About Coronary Artery Disease
Coronary artery disease (CAD) is an inflammatory disease in which plaque builds up inside the coronary arteries. These arteries supply your heart muscle with oxygen-rich blood. Plaque is made up of fat, cholesterol, and other substances found in the blood. When plaque builds up in the arteries, the condition is called atherosclerosis. Variation in interleukin genes has shown to be associated with different degrees of CAD risk.

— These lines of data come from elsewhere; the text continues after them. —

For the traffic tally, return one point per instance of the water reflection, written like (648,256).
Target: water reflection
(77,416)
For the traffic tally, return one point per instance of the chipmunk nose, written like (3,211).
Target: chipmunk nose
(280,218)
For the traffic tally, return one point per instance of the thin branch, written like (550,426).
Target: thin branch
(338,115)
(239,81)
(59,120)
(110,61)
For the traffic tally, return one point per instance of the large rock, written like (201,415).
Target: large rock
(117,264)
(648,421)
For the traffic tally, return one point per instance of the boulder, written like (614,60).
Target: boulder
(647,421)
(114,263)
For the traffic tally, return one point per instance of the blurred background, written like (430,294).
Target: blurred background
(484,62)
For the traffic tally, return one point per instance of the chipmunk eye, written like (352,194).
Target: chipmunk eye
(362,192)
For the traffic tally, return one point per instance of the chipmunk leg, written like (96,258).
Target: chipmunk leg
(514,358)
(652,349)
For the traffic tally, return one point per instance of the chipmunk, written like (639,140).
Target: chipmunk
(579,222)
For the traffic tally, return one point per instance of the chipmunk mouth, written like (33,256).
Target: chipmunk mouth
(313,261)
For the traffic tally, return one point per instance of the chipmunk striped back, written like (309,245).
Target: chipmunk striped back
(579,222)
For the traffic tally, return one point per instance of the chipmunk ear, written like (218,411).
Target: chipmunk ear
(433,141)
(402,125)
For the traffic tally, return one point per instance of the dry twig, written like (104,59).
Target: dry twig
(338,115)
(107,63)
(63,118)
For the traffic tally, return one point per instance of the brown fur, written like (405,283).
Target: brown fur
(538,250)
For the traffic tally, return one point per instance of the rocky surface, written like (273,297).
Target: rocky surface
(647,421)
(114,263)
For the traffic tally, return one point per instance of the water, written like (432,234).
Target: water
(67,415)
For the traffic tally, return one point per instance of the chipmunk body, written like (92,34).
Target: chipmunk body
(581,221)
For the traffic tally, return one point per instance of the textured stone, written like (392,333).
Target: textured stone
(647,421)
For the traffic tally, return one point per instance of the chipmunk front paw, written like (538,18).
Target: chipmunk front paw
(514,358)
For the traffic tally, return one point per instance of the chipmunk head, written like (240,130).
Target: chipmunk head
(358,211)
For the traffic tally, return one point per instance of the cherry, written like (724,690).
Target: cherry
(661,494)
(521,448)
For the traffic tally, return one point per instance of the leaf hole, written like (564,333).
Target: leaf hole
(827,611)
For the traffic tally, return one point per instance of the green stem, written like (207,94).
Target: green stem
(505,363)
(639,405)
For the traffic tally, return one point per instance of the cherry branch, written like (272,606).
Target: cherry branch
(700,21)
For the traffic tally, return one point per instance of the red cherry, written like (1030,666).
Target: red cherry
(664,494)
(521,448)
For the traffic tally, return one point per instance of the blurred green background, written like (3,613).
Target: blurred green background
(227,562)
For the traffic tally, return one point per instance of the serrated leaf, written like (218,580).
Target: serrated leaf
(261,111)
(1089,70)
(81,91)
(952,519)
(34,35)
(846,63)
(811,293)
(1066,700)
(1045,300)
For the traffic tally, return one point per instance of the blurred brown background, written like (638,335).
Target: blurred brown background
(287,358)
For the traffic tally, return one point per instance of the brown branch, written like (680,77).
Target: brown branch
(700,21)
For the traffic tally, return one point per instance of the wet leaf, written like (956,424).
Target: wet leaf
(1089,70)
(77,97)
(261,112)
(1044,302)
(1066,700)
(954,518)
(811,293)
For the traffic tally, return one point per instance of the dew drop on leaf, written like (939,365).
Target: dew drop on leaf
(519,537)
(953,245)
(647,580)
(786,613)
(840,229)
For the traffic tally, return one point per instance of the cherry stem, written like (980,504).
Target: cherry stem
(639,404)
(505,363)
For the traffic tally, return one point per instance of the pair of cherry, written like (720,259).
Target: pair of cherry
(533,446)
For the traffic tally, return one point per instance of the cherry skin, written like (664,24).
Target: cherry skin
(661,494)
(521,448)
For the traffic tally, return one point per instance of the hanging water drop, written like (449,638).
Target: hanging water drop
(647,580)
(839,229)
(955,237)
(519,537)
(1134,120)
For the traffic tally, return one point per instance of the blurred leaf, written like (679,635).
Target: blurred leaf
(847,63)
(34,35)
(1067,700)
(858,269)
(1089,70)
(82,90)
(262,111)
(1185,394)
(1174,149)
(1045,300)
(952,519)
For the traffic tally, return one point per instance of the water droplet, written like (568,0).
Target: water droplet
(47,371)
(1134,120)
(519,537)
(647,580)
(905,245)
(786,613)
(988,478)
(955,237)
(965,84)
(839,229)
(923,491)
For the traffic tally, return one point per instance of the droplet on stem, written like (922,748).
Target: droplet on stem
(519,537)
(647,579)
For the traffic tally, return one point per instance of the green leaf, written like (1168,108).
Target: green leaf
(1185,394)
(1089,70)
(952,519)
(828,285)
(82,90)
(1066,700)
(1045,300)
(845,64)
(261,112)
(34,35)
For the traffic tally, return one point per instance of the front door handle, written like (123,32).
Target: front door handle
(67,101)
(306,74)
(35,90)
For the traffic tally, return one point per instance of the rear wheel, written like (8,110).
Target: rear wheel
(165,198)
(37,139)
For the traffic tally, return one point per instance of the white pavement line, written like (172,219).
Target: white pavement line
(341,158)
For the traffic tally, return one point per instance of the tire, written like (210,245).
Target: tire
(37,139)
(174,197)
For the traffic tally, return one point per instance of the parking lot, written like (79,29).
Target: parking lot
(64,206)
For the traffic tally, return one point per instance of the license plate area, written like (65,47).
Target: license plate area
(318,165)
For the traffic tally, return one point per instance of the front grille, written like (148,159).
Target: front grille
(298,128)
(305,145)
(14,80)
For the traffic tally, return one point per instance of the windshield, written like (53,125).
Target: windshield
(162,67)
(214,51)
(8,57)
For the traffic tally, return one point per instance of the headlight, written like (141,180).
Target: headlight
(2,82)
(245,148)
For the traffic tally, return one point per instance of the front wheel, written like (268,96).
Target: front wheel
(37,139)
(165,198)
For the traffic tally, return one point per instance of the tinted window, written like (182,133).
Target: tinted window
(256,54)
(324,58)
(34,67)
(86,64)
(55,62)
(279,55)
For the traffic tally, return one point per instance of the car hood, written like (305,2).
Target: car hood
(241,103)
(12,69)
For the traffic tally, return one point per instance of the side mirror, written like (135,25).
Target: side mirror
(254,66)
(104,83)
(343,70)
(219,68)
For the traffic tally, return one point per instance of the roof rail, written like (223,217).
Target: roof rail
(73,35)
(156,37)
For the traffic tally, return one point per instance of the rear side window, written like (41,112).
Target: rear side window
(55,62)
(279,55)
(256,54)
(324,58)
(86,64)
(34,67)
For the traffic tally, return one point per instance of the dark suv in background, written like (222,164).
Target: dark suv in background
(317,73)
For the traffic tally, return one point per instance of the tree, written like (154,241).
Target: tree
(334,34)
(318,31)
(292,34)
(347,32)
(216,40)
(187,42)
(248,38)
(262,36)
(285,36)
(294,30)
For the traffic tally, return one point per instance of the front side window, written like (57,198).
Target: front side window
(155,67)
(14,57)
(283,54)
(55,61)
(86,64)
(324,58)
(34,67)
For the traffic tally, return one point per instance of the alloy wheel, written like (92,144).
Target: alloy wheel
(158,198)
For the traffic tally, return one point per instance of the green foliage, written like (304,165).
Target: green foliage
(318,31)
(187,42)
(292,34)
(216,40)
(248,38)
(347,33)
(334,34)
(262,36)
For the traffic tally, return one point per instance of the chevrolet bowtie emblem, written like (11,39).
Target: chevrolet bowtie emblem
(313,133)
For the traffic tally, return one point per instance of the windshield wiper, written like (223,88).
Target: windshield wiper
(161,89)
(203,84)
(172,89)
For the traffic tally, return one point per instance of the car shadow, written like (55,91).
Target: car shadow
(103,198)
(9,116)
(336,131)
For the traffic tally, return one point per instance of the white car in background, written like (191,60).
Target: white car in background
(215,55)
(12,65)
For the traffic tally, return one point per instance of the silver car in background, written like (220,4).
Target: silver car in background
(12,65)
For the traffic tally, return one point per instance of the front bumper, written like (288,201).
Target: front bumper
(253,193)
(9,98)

About Cardiovascular Disease Risk in Asia
Cardiovascular disease (CVD), which includes heart, stroke and blood vessel disease, is the world's leading killer, accounting for nearly 30 percent, or about 17 million, of total deaths in 2003. While deaths from heart attacks have declined more than 50 percent in many industrialized countries since the 1960's, death rates from CAD are on the rise. Urban China saw an increase greater than 50 percent from 1988 to 1996. In total, 80 percent of global CVD-related deaths occur in low and middle-income nations, including most countries in Asia.
A recent World Health Organization report identifies the increasing
importance of cardiovascular disease in developing countries. A study
published in the International Journal of Epidemiology (2003; 32:563-572)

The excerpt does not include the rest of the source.